The Muslim minority in Thrace, which amounts to approximately 0.95% of the total population, consists of speakers of Turkish, Bulgarian (Pomaks) and Romani. Romani is also spoken by Christian Roma in other parts of the country. Further minority languages have traditionally been spoken by regional population groups in various parts of the country. Their use has decreased radically in the course of the 20th century through assimilation with the Greek-speaking majority.

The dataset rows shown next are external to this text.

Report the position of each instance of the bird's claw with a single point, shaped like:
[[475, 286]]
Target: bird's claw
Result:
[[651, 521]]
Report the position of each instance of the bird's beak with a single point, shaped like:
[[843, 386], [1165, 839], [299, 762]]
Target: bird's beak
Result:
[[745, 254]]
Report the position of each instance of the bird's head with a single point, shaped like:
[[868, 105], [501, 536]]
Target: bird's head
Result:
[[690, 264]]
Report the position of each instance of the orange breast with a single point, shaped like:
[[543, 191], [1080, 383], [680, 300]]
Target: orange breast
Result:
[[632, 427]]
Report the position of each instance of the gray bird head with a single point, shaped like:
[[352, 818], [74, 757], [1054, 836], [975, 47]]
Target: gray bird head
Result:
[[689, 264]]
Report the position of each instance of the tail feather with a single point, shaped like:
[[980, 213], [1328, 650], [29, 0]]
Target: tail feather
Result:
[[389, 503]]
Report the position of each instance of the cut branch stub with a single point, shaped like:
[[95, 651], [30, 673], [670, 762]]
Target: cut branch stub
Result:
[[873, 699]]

Today they are only maintained by the older generations and are on the verge of extinction. This goes for the Arvanites, an Albanian-speaking group mostly located in the rural areas around the capital Athens, and for the Aromanians and Megleno-Romanians, also known as "Vlachs", whose language is closely related to Romanian and who used to live scattered across several areas of mountainous central Greece. Members of these groups usually identify ethnically as Greek and are today all at least bilingual in Greek.

Near the northern Greek borders there are also some Slavic–speaking groups, locally known as Slavomacedonian-speaking, most of whose members identify ethnically as Greeks. It is estimated that after the population exchanges of 1923, Macedonia had 200,000 to 400,000 Slavic speakers. The Jewish community in Greece traditionally spoke Ladino (Judeo-Spanish), today maintained only by a few thousand speakers. Other notable minority languages include Armenian, Georgian, and the Greco-Turkic dialect spoken by the Urums, a community of Caucasus Greeks from the Tsalka region of central Georgia and ethnic Greeks from southeastern Ukraine who arrived in mainly Northern Greece as economic migrants in the 1990s.

Migration 

Throughout the 20th century, millions of Greeks migrated to the United States, United Kingdom, Australia, Canada, and Germany, creating a large Greek diaspora. Net migration started to show positive numbers from the 1970s, but until the beginning of the 1990s, the main influx was that of returning Greek migrants or of Pontic Greeks and others from Russia, Georgia, Turkey the Czech Republic, and elsewhere in the former Soviet Bloc.

A study from the Mediterranean Migration Observatory maintains that the 2001 census recorded 762,191 persons residing in Greece without Greek citizenship, constituting around 7% of the total population. Of the non-citizen residents, 48,560 were EU or European Free Trade Association nationals and 17,426 were Cypriots with privileged status. The majority come from Eastern European countries: Albania (56%), Bulgaria (5%) and Romania (3%), while migrants from the former Soviet Union (Georgia, Russia, Ukraine, Moldova, etc.) comprise 10% of the total. Some of the immigrants from Albania are from the Greek minority in Albania centred on the region of Northern Epirus. In addition, the total Albanian national population which includes temporary migrants and undocumented persons is around 600,000.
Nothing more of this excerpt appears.